I’m trying to optimize the following. The code bellow does this :
If a = 0.775 and I need precision 2 dp then a => 0.78
Basically, if the last digit is 5, it rounds upwards the next digit, otherwise it doesn’t.
My problem was that 0.45 doesnt round to 0.5 with 1 decimalpoint, as the value is saved as 0.44999999343…. and setprecision rounds it to 0.4.
Thats why setprecision is forced to be higher setprecision(p+10) and then if it really ends in a 5, add the small amount in order to round up correctly.
Once done, it compares a with string b and returns the result. The problem is, this function is called a few billion times, making the program craw. Any better ideas on how to rewrite / optimize this and what functions in the code are so heavy on the machine?
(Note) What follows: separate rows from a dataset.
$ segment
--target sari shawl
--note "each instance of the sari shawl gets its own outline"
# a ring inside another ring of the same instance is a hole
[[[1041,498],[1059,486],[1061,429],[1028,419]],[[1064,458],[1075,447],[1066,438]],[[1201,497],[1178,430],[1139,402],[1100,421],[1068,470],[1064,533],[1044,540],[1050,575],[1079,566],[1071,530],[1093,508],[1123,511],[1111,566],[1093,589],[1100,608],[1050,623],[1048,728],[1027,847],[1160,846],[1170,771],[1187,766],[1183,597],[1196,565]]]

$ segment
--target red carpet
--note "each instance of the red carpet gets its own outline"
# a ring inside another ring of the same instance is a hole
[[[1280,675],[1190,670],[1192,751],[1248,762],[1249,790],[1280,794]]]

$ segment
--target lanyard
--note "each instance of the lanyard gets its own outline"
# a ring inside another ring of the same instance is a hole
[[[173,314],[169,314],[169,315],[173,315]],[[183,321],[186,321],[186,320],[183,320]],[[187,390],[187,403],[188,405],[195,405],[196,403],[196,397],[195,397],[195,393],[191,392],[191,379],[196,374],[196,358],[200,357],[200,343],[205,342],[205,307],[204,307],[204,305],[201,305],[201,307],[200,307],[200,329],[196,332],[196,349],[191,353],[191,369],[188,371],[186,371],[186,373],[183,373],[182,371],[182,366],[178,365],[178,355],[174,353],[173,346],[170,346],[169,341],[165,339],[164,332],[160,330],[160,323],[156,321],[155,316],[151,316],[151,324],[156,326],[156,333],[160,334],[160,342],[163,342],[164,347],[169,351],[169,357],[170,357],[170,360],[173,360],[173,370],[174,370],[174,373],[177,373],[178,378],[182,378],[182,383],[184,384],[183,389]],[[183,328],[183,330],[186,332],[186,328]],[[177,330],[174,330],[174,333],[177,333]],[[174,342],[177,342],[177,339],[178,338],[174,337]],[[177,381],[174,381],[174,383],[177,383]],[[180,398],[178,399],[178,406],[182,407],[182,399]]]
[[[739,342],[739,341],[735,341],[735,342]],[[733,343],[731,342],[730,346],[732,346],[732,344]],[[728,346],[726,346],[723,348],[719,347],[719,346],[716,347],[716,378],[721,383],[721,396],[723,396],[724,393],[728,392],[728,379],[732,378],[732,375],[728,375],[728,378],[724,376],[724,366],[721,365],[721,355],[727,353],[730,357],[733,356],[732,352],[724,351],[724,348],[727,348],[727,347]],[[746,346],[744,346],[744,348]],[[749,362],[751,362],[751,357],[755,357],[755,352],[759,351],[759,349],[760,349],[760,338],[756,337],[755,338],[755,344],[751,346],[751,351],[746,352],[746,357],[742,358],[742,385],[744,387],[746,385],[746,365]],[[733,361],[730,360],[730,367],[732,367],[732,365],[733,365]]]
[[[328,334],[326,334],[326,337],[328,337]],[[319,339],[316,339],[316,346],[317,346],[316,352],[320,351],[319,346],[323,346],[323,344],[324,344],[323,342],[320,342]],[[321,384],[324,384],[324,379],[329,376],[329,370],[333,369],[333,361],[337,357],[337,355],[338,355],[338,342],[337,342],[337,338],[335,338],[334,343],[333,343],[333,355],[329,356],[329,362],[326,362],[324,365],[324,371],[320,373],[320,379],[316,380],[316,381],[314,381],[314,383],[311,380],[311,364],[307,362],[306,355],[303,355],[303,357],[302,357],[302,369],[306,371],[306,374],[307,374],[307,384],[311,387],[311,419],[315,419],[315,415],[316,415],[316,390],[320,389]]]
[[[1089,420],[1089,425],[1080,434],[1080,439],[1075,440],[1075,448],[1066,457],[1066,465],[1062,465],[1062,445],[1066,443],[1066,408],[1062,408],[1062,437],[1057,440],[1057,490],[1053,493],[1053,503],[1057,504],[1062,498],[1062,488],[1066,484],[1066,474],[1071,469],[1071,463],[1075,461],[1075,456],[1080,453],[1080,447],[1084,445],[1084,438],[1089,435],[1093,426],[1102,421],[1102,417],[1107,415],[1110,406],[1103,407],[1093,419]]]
bool match(double a,string b,int p) { //p = precision no greater than 7dp
double t[] = {0.2, 0.02, 0.002, 0.0002, 0.00002, 0.000002, 0.0000002, 0.00000002};
stringstream buff;
string temp;
buff << setprecision(p+10) << setiosflags(ios_base::fixed) << a; // 10 decimal precision
buff >> temp;
if(temp[temp.size()-10] == '5') a += t[p]; // help to round upwards
ostringstream test;
test << setprecision(p) << setiosflags(ios_base::fixed) << a;
temp = test.str();
if(b.compare(temp) == 0) return true;
return false;
}
I wrote an integer square root subroutine with nothing more than a couple dozen lines of ASM, with no API calls whatsoever – and it still could only do about 50 million SqRoots/second (this was about five years ago …).
The point I’m making is that if you’re going for billions of calls, even today’s technology is going to choke.
But if you really want to make an effort to speed it up, remove as many API usages as humanly possible. This may require you to perform API tasks manually, instead of letting the libraries do it for you. Specifically, remove any type of stream operation. Those are slower than dirt in this context. You may really have to improvise there.
The only thing left to do after that is to replace as many lines of C++ as you can with custom ASM – but you’ll have to be a perfectionist about it. Make sure you are taking full advantage of every CPU cycle and register – as well as every byte of CPU cache and stack space.
You may consider using integer values instead of floating-points, as these are far more ASM-friendly and much more efficient. You’d have to multiply the number by 10^7 (or 10^p, depending on how you decide to form your logic) to move the decimal all the way over to the right. Then you could safely convert the floating-point into a basic integer.
You’ll have to rely on the computer hardware to do the rest.
<--Microsoft Specific-->I’ll also add that C++ identifiers (including static ones, as Donnie DeBoer mentioned) are directly accessible from ASM blocks nested into your C++ code. This makes inline ASM a breeze.
<--End Microsoft Specific-->